Hasilnya, ia berhasil menambah koleksi birdie-nya dari hole 3 dan 5, yang kian meringankan langkahnya. Meski harus menutup putaran final dengan skor 76, skor total 4-over 220 memberinya kemenangan 11 stroke dan poin WAGR pertama dalam kariernya.
”Saya merasa sangat senang dan bersemangat bisa menjuarai IJG Premier League 7. Ini juga pertama kalinya saya memenangkan Best Gross Overall dan mendapatkan poin WAGR,” tuturnya.
”Setelah ini saya ingin memenangkan lebih banyak turnamen dan meraih lebih banyak poin WAGR. Saya juga berharap bisa menjadi pegolf profesional ketika dewasa nanti, jadi kemenangan ini mungkin menjadi awal menuju ke jenjang tersebut”

Gelar IJG pertama bagi Noah
Sementara itu, Francesco Jacob Noah Hartono meraih kemenangan pertamanya di panggung Indonesian Junior Golf.
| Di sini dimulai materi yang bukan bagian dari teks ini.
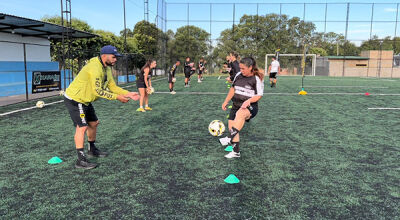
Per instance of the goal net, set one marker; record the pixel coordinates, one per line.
(291, 64)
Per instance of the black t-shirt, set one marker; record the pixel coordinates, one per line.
(245, 88)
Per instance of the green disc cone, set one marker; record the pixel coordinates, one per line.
(231, 179)
(229, 148)
(54, 160)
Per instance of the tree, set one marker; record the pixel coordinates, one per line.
(259, 35)
(319, 51)
(188, 41)
(129, 33)
(147, 36)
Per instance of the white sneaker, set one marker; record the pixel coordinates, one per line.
(232, 154)
(224, 141)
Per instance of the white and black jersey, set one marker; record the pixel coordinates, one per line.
(246, 88)
(171, 73)
(201, 67)
(234, 69)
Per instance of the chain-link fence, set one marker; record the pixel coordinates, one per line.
(358, 39)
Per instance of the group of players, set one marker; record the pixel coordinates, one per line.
(189, 69)
(95, 81)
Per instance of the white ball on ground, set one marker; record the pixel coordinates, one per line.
(216, 128)
(40, 104)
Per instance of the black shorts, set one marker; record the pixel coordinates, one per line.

Pegolf asal Yogyakarta ini menjadi satu-satunya peserta yang mampu bermain under, setelah pada putaran final ia mengemas skor 3-under 69 untuk memastikan kemenangan dengan skor total 2-over 218 atau delapan stroke lebih baik daripada pesaing terdekatnya, Fadhlan Azzam Atmajah.
Pegolf yang akrab disapa Noah ini menampilkan grafik permainan yang meningkat dalam tiga putaran yang ia mainkan.
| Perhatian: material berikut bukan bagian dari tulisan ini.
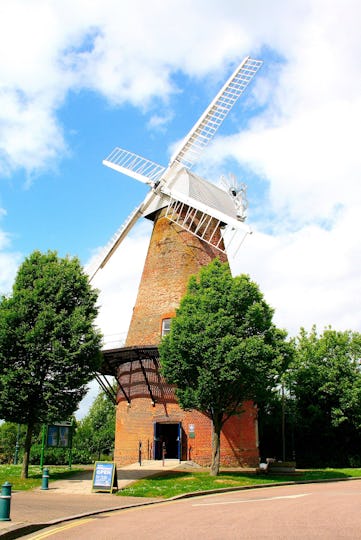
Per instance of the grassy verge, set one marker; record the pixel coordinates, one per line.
(175, 483)
(12, 474)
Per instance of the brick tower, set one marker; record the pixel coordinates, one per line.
(191, 219)
(147, 410)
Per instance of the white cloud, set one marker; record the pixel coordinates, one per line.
(304, 144)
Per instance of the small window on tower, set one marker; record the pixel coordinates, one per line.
(165, 326)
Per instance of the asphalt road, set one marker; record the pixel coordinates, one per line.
(323, 511)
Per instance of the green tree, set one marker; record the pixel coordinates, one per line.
(10, 435)
(95, 432)
(223, 348)
(325, 383)
(49, 348)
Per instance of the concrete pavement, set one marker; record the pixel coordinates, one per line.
(67, 499)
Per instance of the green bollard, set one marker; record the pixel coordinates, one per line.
(5, 499)
(45, 479)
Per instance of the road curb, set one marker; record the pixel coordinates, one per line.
(30, 528)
”Untuk hari pertama saya lebih berusaha untuk mengenal lapangannya karena memang hanya sekali melakukan putaran latihan,” jelasnya, mengacu pada tiga birdie dengan tujuh bogey yang menghias kartu skornya pada putaran pertama itu.
Lalu pada hari kedua, ia berhasil bermain tiga stroke lebih baik berkat catatan birdie yang lebih banyak, yaitu empat birdie. Satu-satunya kekecewaannya terjadi di hole 9 par 5, lantaran mendapat double bogey.
”Hari kedua saya mulai berusaha untuk bermain lebih bagus lagi, tapi memang beberapa kali putting saya tidak masuk,” sambungnya lagi. ”Dan hari ketiga karena posisi pin-nya terlihat mirip dengan hari pertama sehingga membuat saya merasa lebih yakin dan bermain lebih agresif.

”Kunci bermain di sini, tee off memang harus lebih teliti karena ada banyak pohon di sini, jadi kalau meleset dari fairway sebaiknya berusaha untuk mengeluarkan bola saja.”
Setelah memainkan sembilan hole pertamanya—ia memulai putaran final dari hole 15—dengan even par berkat dua birdie dan dua bogey, Noah menambah catatan birdie-nya dari hole 6, 8, dan 10 dan memainkan empat hole terakhirnya dengan even par untuk menutup putaran final dengan skor 69.
”Yang nomor satu pastinya senang (bisa meraih kemenangan). Juga karena latihan yang selama ini saya lakukan bisa membuahkan hasil berupa kemenangan ini,” ujarnya. ”Saya ingin bisa memenangkan lebih banyak turnamen, tentunya dengan target seperti ini saya harus lebih rajin latihan lagi.”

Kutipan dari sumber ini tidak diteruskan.